Only a professional, such as a veterinarian, may remove tartar once it has formed

Oral infection

With periodontal disease, the gaps between the soft tissue and gums give way to bacteria which may lead to oral infections. The infection may present as a root abscess. Commonly, with a root abscess there is facial swelling and discomfort. That is because the gaps in the mouth fill up with pus, as the body’s defense system begins to fight infection. Although the most common causes of oral infection is periodontal disease, abscesses may also occur as a result of oral trauma and impact from sharp objects or toys.

Tooth fractures

Tooth fractures are common amongst dogs who are powerful chewers. If you are giving your dog hard plastics or bones such as antlers, think twice because they can cause the teeth to break. The size of the item also plays a role. If it is a large object, that may require the dog to chew in a way that may put pressure on parts of the tooth that are not strong. Resulting in fracture. Not only does this cause pain and discomfort, it may cause infection over time.

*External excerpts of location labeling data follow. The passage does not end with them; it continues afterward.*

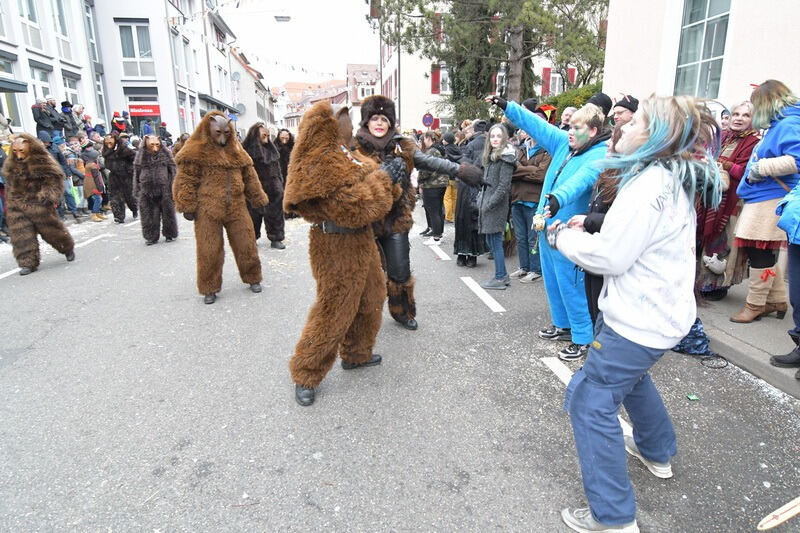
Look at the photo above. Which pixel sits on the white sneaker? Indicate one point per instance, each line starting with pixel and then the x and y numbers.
pixel 530 277
pixel 660 470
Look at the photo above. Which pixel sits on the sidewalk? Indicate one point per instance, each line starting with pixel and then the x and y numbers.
pixel 749 346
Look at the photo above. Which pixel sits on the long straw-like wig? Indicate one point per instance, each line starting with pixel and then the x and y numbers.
pixel 684 138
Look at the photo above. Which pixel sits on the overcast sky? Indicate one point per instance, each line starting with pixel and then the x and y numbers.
pixel 321 38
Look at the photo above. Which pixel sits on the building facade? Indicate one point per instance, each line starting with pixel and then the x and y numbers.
pixel 50 47
pixel 715 49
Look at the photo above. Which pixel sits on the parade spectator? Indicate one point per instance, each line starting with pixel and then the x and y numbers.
pixel 720 264
pixel 566 191
pixel 770 174
pixel 644 253
pixel 499 161
pixel 433 187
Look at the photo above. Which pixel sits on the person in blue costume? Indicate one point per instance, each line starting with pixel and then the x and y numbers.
pixel 566 191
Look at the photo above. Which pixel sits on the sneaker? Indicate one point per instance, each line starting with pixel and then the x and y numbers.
pixel 555 334
pixel 573 352
pixel 530 277
pixel 519 273
pixel 495 284
pixel 661 470
pixel 582 520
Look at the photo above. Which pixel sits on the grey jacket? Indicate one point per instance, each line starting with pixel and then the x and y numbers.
pixel 493 199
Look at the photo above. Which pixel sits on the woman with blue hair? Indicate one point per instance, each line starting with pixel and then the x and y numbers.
pixel 646 253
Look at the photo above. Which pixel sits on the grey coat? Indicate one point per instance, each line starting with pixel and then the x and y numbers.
pixel 493 199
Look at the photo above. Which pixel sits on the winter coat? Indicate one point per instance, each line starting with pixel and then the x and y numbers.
pixel 214 181
pixel 526 183
pixel 153 174
pixel 431 180
pixel 494 195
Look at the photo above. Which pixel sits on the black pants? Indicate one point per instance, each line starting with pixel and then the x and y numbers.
pixel 433 202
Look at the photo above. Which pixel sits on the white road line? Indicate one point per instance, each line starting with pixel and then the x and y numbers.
pixel 97 238
pixel 563 373
pixel 438 251
pixel 483 295
pixel 9 273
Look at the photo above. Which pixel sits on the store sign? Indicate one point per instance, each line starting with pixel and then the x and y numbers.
pixel 144 110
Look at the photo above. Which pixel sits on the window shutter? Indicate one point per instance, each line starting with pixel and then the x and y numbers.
pixel 436 87
pixel 546 81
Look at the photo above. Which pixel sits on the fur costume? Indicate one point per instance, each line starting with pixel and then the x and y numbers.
pixel 212 184
pixel 266 160
pixel 153 174
pixel 328 184
pixel 118 159
pixel 33 189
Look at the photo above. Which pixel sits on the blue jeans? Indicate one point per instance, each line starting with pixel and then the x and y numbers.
pixel 616 373
pixel 522 217
pixel 495 243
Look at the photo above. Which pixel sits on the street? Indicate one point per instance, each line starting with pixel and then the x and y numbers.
pixel 128 405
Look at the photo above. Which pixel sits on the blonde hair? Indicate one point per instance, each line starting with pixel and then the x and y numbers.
pixel 769 99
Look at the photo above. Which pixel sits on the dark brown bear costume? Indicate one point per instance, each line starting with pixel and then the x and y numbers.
pixel 153 173
pixel 343 196
pixel 34 186
pixel 215 180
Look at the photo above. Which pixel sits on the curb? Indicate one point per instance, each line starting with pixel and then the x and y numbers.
pixel 753 360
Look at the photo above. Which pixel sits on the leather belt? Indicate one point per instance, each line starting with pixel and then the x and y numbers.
pixel 329 226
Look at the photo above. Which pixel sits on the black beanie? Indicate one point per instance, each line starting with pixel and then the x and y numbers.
pixel 377 105
pixel 602 101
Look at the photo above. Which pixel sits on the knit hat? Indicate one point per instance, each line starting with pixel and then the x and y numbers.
pixel 602 101
pixel 377 105
pixel 628 102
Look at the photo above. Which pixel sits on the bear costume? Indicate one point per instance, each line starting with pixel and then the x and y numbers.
pixel 215 180
pixel 342 195
pixel 153 173
pixel 34 186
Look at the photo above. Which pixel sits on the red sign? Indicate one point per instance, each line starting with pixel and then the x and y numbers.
pixel 145 110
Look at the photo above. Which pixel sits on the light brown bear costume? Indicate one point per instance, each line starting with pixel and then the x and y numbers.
pixel 342 196
pixel 34 186
pixel 212 187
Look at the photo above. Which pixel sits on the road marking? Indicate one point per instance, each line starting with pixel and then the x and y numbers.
pixel 101 236
pixel 483 295
pixel 563 373
pixel 9 273
pixel 438 251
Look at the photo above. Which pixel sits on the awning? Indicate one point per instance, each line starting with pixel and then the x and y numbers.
pixel 216 102
pixel 12 86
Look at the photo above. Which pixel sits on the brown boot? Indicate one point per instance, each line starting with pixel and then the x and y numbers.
pixel 760 285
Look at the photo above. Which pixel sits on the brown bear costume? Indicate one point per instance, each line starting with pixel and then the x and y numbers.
pixel 343 196
pixel 34 186
pixel 153 173
pixel 215 180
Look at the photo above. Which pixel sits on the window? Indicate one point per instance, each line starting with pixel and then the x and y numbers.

How to prevent plaque and tartar

The rate in which plaque becomes tartar differs depending on the dog. In some dogs, plaque mineralizes quickly, and in others it may not.

The most effective way in prevention is daily brushing with canine toothpaste that is formulated to treat plaque buildup.

Although this is the best means of protection, most dog owners do not brush their dog’s teeth on a daily basis. If you do not have the means to do so, there are other options that are still effective such as:

  • Canine oral dog treats
  • Special toys that breakdown build up
  • Dental diet dog food, formulated for manual or chemical removal of plaque
  • Water additives

Effects of Periodontal disease

Not only does periodontal disease result in loss of teeth, it may cause systemic health problems even as severe as organ damage. Bacteria from the infected tooth and tissue in the mouth may gain access into the bloodstream. Studies show that dogs that have periodontal disease are more susceptible to kidney, liver and heart disease when compared to dogs that do not have periodontal disease.

Is periodontal disease reversible?

Unfortunately, periodontal disease itself is not reversible. However, gingivitis, known as the beginning stage of periodontal disease can be fully reversed with the correct treatment and precautionary measures. This why it is important to watch out for warning signs so that the disease does not progress to a point of no return.

How can I reverse canine gingivitis?

Practicing good oral hygiene by brushing your dog’s teeth everyday with a formulated toothpaste is the best way to prevent or reverse gingivitis. Also, scheduling regular veterinary visits for your dog is helpful in prevention.

Bottom line

When it comes to dental concerns, the best treatment is simply prevention. Since periodontal disease is not fully reversible, brushing your dog’s teeth on a daily basis is effective in prevention and treatment. Although plaque buildup can be removed manually at home, tartar can only be removed professionally and under general anesthesia. There is much importance to oral health because it may cause negative systemic health concerns such as kidney, liver and heart disease. If you suspect your dog may have periodontal disease, consult with your veterinarian on professional treatment.